There is one important feature with regard to the Staff corps which should be clearly understood. If you have one Staff corps for the whole army, every man who fails to pass through his probation will return to the army, while the officer who goes through his probation satisfactorily is struck off the strength of his regiment, his place is filled up, and he becomes a local Indian officer. India is then his home, and the place to which he looks for promotion and reputation; and under the old system no officer was more thoroughly localized than would be the officer I have just referred to. He will be an Indian servant to all intents and purposes, receiving promotion in the Staff corps alone, and not sharing promotion in the regiment he has left.
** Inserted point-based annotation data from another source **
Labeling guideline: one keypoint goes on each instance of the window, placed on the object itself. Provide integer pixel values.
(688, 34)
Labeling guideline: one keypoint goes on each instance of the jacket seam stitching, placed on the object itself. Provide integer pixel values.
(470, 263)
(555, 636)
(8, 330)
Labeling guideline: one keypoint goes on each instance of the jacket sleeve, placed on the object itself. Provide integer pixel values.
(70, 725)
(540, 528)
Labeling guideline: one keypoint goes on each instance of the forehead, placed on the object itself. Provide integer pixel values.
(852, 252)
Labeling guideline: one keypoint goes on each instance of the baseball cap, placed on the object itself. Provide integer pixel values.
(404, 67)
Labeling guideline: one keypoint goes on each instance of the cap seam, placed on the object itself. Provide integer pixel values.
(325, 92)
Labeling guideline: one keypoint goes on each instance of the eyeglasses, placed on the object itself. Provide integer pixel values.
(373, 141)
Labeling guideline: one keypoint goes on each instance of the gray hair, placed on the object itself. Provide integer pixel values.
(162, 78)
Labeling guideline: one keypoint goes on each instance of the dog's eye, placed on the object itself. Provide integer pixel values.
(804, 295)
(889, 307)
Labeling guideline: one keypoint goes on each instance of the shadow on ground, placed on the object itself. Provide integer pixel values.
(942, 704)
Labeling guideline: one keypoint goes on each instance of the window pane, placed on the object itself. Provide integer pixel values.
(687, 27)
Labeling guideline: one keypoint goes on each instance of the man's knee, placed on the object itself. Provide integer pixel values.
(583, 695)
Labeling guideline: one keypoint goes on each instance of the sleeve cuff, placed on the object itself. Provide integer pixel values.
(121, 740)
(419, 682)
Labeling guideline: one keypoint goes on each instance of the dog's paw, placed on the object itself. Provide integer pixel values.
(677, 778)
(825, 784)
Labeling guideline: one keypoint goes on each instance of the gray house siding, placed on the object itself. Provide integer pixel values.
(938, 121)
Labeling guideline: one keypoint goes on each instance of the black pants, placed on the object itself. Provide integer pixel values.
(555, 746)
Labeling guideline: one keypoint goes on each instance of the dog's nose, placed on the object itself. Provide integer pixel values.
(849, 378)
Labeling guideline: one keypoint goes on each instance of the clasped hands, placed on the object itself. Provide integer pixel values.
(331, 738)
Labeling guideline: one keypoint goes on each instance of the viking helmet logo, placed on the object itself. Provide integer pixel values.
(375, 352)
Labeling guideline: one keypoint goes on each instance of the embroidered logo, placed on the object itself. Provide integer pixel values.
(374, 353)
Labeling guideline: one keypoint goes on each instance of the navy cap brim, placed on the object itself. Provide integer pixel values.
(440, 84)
Then it is said that this great evil will arise, that India at any moment might be denuded of troops by their withdrawal for home service. I do not myself see in what respect there will be a difference from the present system under which the number of European troops in the service of the Indian Government is fixed at 15,000 men. The argument is founded on the statement that India was deprived of troops for the Crimean War to an extent that endangered the security of the country at the breaking out of the mutiny in 1857. The fallacy of this is shown by the following figures:—the number of European troops in India in 1854 was 47,146; in 1855 the number was 46,093; in 1856 the number was 45,104; and in 1857 the number was 45,522; so that the difference between 1854 and 1857 was 624 men. The mutiny broke out in May, 1857, before the draughts for the year had arrived, but if the draughts were counted there would have been in India on their arrival about 1,000 men more than in 1854; and besides that, some of the troops had been sent to Persia. The troops on their way to China were also diverted from that expedition, and went to reinforce the garrison in India, so that it could not be said that India, at that period of her utmost need, was deserted or neglected by England.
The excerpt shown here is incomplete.